Allocations, Pre-Orders & Purchasing

One of the most common questions we get currently is ‘Will you have enough copies to ship to everyone’.

That’s an interesting  question because our best answer is usually ‘Probably’.

See, here’s how pre-orders work.  We often get an e-mail from our distributor(s) anywhere from a week to a month before they need to place their pre-order with their publisher.  At that time, we guess at the quantity we need.  Often this is before we have the game on the site.

In the  interim period, if we have time; we get the game up on the site and hopefully receive a few pre-orders.  If we have time, we update the distributor on the new quantity.

The distributor then inform the publisher of the quantity he requires with an added amount for over-stock and last minute orders.

When the publisher finally receives their orders and games, they must then decide how to ship their orders out.  In most cases, they have more than sufficient games on-hand to fulfill all orders.

Allocation

The tricky part is when the total number of orders the publisher receives is greater than their total number of copies printed.  They must then decide how to allocate their orders.  At this point, I’m not going to speculate on how they do so – I’m not a publisher and I’m sure there are as many ‘fair’ methods as there are publishers.

What it does mean is that they ship fewer quantities (e.g. 80 copies instead of a 100) to the distributor.

The distributor, who now has 20 fewer copies than they ordered must decide how to allocate their orders. Again, how allocation happens is a blackbox for the most part.  If they are lucky, they might only have 70 orders from retailers (i.e. the other 30 were meant to be held in their warehouse for over orders).  Often, they 80 – 90 copies ordered.

Pre-Order Rush

In the meantime, our pre-order  numbers start creeping up for the hot game.
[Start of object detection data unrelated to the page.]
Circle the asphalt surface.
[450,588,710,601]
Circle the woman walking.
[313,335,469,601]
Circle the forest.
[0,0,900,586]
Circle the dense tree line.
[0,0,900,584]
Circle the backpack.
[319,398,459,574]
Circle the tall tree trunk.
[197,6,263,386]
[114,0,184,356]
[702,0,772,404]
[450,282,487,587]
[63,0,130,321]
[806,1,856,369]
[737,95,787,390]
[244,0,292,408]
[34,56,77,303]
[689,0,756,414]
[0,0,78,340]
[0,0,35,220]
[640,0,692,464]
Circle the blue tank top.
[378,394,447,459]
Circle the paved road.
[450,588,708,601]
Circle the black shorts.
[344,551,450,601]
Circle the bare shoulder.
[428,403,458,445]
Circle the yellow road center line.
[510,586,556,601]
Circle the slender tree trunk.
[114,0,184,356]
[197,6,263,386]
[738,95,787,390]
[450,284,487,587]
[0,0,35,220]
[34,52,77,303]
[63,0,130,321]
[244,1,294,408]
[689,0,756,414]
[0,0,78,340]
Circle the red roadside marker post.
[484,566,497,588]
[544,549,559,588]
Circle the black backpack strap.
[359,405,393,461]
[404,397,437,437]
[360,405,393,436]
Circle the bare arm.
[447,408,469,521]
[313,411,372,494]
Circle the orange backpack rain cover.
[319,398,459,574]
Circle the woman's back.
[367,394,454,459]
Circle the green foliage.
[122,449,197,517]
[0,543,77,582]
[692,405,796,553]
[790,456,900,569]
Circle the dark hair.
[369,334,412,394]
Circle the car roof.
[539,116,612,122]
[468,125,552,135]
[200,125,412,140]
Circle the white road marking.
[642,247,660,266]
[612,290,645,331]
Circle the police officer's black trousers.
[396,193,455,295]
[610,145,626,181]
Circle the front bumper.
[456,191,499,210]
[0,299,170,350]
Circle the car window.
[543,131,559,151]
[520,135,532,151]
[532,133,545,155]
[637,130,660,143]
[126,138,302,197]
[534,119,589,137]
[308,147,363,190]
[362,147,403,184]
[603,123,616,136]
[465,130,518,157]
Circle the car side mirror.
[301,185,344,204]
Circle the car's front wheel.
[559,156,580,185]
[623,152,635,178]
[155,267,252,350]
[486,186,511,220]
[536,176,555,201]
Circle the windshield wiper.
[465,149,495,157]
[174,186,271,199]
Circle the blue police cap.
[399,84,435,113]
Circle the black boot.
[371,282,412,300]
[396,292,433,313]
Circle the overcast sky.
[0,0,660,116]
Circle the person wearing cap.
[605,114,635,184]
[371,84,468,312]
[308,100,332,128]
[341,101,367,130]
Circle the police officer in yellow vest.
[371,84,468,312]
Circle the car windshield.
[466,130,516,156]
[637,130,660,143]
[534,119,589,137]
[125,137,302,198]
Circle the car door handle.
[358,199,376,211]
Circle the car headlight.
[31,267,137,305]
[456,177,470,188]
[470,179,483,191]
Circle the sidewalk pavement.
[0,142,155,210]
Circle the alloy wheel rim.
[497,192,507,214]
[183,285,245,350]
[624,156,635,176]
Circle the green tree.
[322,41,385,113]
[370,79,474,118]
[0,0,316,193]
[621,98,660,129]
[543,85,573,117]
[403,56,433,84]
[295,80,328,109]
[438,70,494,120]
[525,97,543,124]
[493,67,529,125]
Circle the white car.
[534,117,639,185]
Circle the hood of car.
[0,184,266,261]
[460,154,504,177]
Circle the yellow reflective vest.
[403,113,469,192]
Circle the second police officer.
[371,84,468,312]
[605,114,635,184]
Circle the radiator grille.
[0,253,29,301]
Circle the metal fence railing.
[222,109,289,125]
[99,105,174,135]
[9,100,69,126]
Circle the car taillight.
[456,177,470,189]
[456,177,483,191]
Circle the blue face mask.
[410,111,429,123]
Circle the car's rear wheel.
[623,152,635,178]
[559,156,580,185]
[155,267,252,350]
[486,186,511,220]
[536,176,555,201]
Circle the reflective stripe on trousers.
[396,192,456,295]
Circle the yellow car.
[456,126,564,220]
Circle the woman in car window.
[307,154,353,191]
This might be because buzz has continued to grow.  It often happens when a game has finally been announced to have reached the publisher.  Suddenly, our pre-orders go from 2 copies to 6 copies, at the same time we might get allocated from our order of say 10 copies down.

And that’s where the entire question becomes interesting.  The quantities and likelihood of this happening for us often occurs when the game is truly hot – so our pre-order with our distributor is often double to triple our (at that time) pre-order.  So, we might ask them for 10 copies because we say a total of 5 pre-orders.  Not a bad number, it gives us at least 5 more copies with an expected 2 to 3 more pre-orders at the last minute.  However, if we get allocated; then the last customer might not get it.

This is why we say ‘probably’.  Allocations happen at both the publisher and distributor level and there’s just no way for us to tell how many copies will finally arrive with us for a truly hot game.  More often than not, it’s sufficient but on occasions for a truly hot game – it’s just not.

Moral of the Story

Pre-order early.  I know I’ve said it before, and I’ll say it again. Remember, we don’t charge pre-orders immediately anyway, and it puts you in-line immediately.  It helps us, it helps the distributor and eventually it helps the publisher.

 

One thought on “Allocations, Pre-Orders & Purchasing”

  1. For those interested, I know for a fact that one of my distributors does percentage-based allocation of product which for some reason is delivered in less than ordered quantities from the publisher. This is done down to a minimum.

    Say you have a case on order, and three other retailers have four cases on order, for a total of 13.
    The distributor receives 8, and would give 2 cases to each of the retailers having 4 on order, and 1 case to the retailer with 1 case on order (last case would probably be divided up, or possibly given to the largest customer). I think this is a fair allocation.
    Oftentimes I will be in direct communication with the distributor. So if he has limited stock, and I have more than what I preordered, I will be “polite” and tell him to go ahead and ship me only what I have preorders for, and he in turn can satisfy other customers who may need the stock more than I do.
    This makes for a very nice working relationship, where when I say I NEED X number of copies, he will do his best to allocate to me what I need, knowing I have preorders, and am not looking to stock up on a high-request item.